In the second part of the thesis, the electro-metabolic model is expanded to comprise the brain hemodynamic response. This is attained through a triple feedback mechanism between the electro-physiology, metabolism and a three compartment hemodynamic model tracking the changes of cere- bral blood flow and cerebral blood volume through arteries, capillaries and veins. During neuronal activation, the increase in extracellular potassium concentration triggers an increase in the cerebral blood flow and concurrently vasodilation, ensuring the supply of nutrients necessary for the metabolic response to sustain the increased energy demand. The ensuing hemo-electro-metabolic model provides a better insight on the transitions between resting state and neuronal activation.

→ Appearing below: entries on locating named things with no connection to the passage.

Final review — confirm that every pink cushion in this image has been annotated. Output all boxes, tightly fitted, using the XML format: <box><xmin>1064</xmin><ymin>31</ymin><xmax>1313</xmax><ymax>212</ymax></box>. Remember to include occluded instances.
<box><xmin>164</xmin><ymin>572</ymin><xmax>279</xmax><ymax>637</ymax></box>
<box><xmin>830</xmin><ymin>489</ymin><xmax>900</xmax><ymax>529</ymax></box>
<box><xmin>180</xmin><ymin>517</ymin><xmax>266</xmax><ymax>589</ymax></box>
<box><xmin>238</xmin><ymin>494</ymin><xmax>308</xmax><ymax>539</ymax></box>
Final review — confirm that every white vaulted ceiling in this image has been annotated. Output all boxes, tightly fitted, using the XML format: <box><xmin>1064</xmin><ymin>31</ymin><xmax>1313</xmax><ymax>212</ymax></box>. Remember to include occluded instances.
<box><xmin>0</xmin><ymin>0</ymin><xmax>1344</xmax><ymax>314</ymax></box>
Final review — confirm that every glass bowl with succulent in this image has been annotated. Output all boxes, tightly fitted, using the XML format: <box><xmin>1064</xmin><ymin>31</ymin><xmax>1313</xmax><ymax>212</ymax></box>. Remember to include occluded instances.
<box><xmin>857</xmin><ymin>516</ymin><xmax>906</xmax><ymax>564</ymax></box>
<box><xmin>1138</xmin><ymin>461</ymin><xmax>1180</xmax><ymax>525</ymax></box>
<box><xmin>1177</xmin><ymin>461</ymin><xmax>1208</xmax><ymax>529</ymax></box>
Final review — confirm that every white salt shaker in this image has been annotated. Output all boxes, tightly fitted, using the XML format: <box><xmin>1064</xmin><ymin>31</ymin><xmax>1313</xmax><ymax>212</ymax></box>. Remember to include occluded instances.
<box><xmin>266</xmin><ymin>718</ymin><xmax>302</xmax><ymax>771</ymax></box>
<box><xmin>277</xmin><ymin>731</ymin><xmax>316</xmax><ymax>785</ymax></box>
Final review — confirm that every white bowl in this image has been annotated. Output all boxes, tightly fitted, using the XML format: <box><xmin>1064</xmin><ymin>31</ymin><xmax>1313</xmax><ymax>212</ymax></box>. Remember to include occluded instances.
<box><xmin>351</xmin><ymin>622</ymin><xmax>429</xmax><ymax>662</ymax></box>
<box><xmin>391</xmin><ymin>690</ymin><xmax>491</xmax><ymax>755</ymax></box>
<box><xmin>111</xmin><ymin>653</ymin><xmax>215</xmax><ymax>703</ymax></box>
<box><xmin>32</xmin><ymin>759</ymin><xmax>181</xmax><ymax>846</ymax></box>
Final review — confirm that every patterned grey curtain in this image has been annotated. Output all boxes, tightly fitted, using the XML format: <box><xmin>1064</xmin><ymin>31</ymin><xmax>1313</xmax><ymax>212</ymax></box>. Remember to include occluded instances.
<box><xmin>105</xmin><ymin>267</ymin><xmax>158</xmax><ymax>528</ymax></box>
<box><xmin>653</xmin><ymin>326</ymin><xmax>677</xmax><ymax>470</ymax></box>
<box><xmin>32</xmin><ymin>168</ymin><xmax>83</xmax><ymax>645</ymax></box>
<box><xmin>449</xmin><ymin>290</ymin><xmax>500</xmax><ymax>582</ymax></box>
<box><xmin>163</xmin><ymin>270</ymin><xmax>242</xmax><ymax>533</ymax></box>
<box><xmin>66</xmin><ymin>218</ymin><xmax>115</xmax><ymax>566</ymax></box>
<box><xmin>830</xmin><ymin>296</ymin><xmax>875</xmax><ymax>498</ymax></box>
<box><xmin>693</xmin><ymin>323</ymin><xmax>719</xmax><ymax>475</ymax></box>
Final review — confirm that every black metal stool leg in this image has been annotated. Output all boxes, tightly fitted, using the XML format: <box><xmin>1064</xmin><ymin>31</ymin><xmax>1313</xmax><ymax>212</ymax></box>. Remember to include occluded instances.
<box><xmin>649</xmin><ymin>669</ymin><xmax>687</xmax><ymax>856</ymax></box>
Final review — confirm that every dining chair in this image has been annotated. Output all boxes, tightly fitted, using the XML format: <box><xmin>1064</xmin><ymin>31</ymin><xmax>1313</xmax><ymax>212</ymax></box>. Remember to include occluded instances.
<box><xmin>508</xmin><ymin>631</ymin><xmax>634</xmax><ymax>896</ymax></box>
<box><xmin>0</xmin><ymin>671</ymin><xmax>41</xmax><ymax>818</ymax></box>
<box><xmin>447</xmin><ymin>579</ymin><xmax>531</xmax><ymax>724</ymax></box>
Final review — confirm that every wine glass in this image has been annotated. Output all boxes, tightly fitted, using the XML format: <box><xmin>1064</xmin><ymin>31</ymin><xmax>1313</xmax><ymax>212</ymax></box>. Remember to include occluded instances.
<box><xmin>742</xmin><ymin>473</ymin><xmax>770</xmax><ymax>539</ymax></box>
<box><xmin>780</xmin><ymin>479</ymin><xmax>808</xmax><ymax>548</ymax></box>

In the third and last part of the thesis, we propose a variant of the electro-metabolic model that adequately describes the changes in the brain in connection with cortical spreading depression (CSD) waves. In addition the dynamics of sodium and potassium, the new model accounts for chloride dy- namics, the glutamate-glutamine cycle, as well as neuronal swelling accompanied by shrinkage of extracellular space. As illustrated with computed experiments, with this model it is possible to follow simultaneously the changes in ionic homeostasis, the alterations in the volumes of the cellular com- partments and of the extracellular space, and large modifications in brain metabolism during cortical spreading depression waves. The model predictions, in agreement with findings reported in the experimental literature, show a large decrease in glucose and oxygen concentration and a significant increase in lactate concentration during the passing of cortical spreading depression waves.